The New Party has decided to set the ball rolling for the return of political parties in the red, blue and green camp “to orthodox Chinese culture,” thus earning a spot on the world stage, he said.
Speaking at a press conference, Yok made six proposals to open up the nation to China: eliminate legal discrimination against Chinese in Taiwan, lift bans on investments by China in construction engineering to strengthen local infrastructure, allow Chinese-funded enterprises into Taiwan, recruit Chinese professionals, grant landing rights to Chinese media and initiate political talks with Beijing to create mutual military trust.

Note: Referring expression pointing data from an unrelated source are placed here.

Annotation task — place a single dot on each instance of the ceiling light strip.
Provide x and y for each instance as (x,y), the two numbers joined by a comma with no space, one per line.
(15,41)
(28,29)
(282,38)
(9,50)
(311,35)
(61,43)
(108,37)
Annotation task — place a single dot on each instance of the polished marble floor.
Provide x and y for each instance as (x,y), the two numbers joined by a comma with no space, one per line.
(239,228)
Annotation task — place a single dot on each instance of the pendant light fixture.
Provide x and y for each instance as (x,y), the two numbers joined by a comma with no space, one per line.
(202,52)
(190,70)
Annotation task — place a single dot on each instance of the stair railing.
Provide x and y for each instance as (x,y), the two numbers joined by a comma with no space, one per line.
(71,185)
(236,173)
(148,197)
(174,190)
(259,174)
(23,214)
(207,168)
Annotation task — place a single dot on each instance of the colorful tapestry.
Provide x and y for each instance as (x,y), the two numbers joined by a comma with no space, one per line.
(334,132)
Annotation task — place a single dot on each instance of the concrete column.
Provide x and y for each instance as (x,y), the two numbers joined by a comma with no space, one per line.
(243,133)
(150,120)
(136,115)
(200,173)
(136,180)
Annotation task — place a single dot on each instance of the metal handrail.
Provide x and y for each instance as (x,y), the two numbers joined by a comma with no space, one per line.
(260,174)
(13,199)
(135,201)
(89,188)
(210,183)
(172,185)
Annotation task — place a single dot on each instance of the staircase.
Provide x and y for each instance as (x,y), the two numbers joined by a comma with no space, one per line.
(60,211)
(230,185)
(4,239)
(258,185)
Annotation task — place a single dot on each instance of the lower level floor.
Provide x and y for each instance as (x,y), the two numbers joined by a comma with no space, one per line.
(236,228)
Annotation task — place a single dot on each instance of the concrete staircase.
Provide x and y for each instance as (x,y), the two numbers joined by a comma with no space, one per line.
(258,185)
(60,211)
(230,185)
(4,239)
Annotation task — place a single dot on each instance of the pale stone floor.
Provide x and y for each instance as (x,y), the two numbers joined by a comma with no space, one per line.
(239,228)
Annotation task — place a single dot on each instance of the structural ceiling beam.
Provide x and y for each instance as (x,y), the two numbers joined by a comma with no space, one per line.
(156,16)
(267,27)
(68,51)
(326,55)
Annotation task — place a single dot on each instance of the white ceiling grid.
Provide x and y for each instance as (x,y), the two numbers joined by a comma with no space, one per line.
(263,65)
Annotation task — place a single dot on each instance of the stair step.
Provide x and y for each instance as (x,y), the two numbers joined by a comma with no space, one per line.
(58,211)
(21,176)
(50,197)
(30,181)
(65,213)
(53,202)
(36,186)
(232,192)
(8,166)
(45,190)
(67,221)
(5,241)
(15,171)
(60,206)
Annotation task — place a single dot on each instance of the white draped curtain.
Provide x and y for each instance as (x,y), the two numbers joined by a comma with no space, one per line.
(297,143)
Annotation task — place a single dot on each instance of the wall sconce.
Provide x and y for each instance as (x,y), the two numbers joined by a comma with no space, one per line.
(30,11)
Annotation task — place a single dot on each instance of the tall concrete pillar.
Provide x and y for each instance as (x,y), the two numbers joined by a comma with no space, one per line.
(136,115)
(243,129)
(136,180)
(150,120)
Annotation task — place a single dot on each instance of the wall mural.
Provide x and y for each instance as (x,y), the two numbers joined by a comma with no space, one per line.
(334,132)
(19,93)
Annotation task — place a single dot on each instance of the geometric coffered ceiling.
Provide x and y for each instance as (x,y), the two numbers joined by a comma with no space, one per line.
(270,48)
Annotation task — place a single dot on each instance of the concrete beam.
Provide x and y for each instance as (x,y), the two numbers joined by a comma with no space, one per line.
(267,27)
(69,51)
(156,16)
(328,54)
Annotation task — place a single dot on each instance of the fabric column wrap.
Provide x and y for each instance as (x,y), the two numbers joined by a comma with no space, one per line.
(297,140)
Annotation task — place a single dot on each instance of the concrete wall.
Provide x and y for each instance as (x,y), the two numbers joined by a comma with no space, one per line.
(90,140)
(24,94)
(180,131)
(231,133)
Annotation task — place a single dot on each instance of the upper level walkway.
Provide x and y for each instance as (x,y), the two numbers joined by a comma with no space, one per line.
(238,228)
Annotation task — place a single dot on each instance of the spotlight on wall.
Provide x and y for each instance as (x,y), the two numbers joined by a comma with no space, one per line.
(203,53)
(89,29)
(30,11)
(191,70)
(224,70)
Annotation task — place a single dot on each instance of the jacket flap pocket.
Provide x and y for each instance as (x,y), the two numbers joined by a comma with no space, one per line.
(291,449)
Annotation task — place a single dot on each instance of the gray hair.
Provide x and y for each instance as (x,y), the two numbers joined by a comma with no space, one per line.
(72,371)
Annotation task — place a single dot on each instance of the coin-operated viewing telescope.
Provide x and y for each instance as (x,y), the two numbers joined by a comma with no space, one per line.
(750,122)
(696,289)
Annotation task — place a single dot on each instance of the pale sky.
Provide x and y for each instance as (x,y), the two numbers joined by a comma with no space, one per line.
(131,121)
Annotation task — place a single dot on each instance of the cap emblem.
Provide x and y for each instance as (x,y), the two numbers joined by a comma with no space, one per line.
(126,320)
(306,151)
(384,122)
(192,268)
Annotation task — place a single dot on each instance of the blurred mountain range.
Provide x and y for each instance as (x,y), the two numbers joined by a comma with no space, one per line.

President Ma Ying-jeou (馬英九) can only establish a lasting legacy when he negotiates a cross-strait peace treaty and truce agreement, he said.
The New Party used to support Chinese Nationalist Pary (KMT) candidates in elections “out of fear that the Democratic Progressive Party (DPP) would regain power, but we have to get rid of this complex and work with those who support our party’s views,” Yok said.
Praising former DPP chairman Frank Hsieh (謝長廷), who recently made a landmark trip to Beijing, Yok said he “very much agreed with” the remarks Hsieh made in China.
“Hsieh more or less repeated the New Party’s positions. We are all Chinese. Both sides of the Taiwan Strait belong to one family and have brotherhood relations,” he said.
Yok said he was willing to meet Hsieh, DPP Chairman Su Tseng-chang (蘇貞昌) and former DPP chairperson Tsai Ing-wen (蔡英文) to exchange ideas as long as they moved in broadly the same direction, despite differences in envisioning the future for cross-strait relations.
The New Party had high hopes of Ma, but the president has neglected to listen to his supporters, instead yielding to the opposition parties.
Of course, when the opposition parties make positive suggestions, Ma should take their advice, but when they adopt a policy of blind opposition, the president has shown that he lacks the bravery and courage to challenge them, Yok said.
“Ma has been underperforming in recent years. It would be irresponsible of the New Party to remain in the blue camp,” he said.
New Party Secretary-General Lee Sheng-feng (李勝峰) said that the party will definitely be present in the 2014 seven-in-one local elections.
Hsieh’s office spokesman, Lin He-ming (林鶴明), said the office had no comment for the time being.